The N.W.T. does provide some income assistance for people out of work for more than seven days due to the evacuation, to the tune of $750.
But Hawkins said it seems like the territory is making policy up on the fly and, even though there have been several evacuations in the N.W.T. this year due to fires, hasn’t put together a real strategy.
He said he hopes there will be a no-fault inquiry afterward where all levels of government can review how things went.
For the time being, it’s provinces and municipalities — not to mention private citizens and fellow evacuees — who are stepping up to help each other.
While Hawkins, who is in Calgary, said he’s been offering to help evacuees, he’s been “particularly struck” by the number of folks asking him for financial help.
“It’s a reminder of how desperate some people really are,” he said. “They left with the shirts on their back, some of them. Some people had time to pack. Some people are low-income.”
Robert McLeman, an environment studies professor at Wilfrid Laurier University, said the worsening situation for N.W.T. evacuees was entirely foreseeable as the climate changes and the country sees extreme wildfires.
This year, it was mainly Halifax, Alberta, Kelowna, and the Northwest Territories, he said. But in 2021, it was Lytton, B.C., being burned down, and in 2016 it was Fort McMurray, Alta., that evacuated 88,000 people before a wildfire tore through that city.
“It’s inevitable. This is part of climate change. This is what it looks like in the Canadian context,” McLeman said.
“Are we well prepared for it? No, I think that’s one of the things we’ve learned this year, is that we’re very poorly prepared.”
According to Yellowknife evacuees, the order to leave within about 48 hours on Aug. 16 came out of nowhere after the territorial government dallied in its decision making. It was followed by little to no planning as thousands made their way south using the only road in or out. The roughly 14-hour trip to Edmonton sometimes took people twice as long on the barren stretch of highway with little cell reception and sparse spots to buy essentials.
Many scrambled to figure out where to go; some thought they had to go to Calgary, others thought just as far as High Level, 10 hours north of that city.
Yellowknife resident Michael Ewen, who is on sick leave from his job in the N.W.T., is in Fox Creek, Alta., as of Thursday. The evacuation itself was “an unplanned mess,” he said, and the sudden evacuation order eventually led to chaos on the road.

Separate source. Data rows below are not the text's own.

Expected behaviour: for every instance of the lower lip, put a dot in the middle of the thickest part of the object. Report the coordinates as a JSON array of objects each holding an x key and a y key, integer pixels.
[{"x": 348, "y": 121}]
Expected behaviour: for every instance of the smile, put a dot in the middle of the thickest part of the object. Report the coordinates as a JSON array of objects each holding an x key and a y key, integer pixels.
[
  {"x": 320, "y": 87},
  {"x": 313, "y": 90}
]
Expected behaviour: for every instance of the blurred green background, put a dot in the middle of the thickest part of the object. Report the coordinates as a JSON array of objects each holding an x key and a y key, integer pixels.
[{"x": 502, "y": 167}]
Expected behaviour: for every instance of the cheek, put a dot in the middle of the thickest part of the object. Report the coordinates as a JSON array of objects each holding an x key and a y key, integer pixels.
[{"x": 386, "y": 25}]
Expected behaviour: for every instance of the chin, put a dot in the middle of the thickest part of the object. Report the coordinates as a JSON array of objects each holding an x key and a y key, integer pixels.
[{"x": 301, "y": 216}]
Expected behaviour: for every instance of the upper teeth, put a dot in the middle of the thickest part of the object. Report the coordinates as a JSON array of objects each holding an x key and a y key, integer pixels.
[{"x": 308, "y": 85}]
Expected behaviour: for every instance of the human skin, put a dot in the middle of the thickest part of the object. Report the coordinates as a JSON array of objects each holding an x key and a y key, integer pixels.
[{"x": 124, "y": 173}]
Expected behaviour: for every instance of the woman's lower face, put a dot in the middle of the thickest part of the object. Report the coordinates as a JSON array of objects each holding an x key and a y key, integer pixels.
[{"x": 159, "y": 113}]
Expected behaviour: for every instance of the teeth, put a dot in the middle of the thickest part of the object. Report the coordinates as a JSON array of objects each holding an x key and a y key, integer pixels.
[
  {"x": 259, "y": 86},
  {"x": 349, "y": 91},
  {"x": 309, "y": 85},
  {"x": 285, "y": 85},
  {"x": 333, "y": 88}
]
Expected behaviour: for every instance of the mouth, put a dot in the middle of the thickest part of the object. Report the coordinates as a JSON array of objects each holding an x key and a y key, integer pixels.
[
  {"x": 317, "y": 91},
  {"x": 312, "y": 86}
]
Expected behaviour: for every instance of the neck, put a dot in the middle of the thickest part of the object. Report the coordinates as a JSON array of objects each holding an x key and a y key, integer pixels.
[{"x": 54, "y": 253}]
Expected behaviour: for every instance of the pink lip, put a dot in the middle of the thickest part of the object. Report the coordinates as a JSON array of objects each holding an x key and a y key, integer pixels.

It wasn’t until well after thousands had fled that the territorial government got information about evacuation centres up online, said Ewen.
Ewen said the N.W.T. should have set up some sort of command centre in High Level — which acts like a hub between the territory and Alberta — where officials could have directed people driving through.
“Because there was no direction given (by the territory) people just sort of went everywhere and we weren’t equally distributed based on what the communities could support,” he said.
McLeman, the Wilfrid Laurier professor, said the federal government should set up an office in Ottawa for a federal emergency co-ordinator to work with all the provinces, territories and municipalities across Canada on an emergency plan. The United States has one entity — FEMA, the Federal Emergency Management Agency — that directs the country’s response to disasters.
Calling the governmental responses to wildfires this year the “fly by the seat of our pants” strategy, McLeman said the big takeaway of the summer should be ensuring there’s a blueprint in place next summer when wildfires happen again.
We need to make sure we have the firefighting resources and “contingency funds to help people to financially recover from this,” he said.
That responsibility should be shared by Ottawa, he said.
Meanwhile, the wildfires this year should also underline the need for action on the changing climate, said McLeman.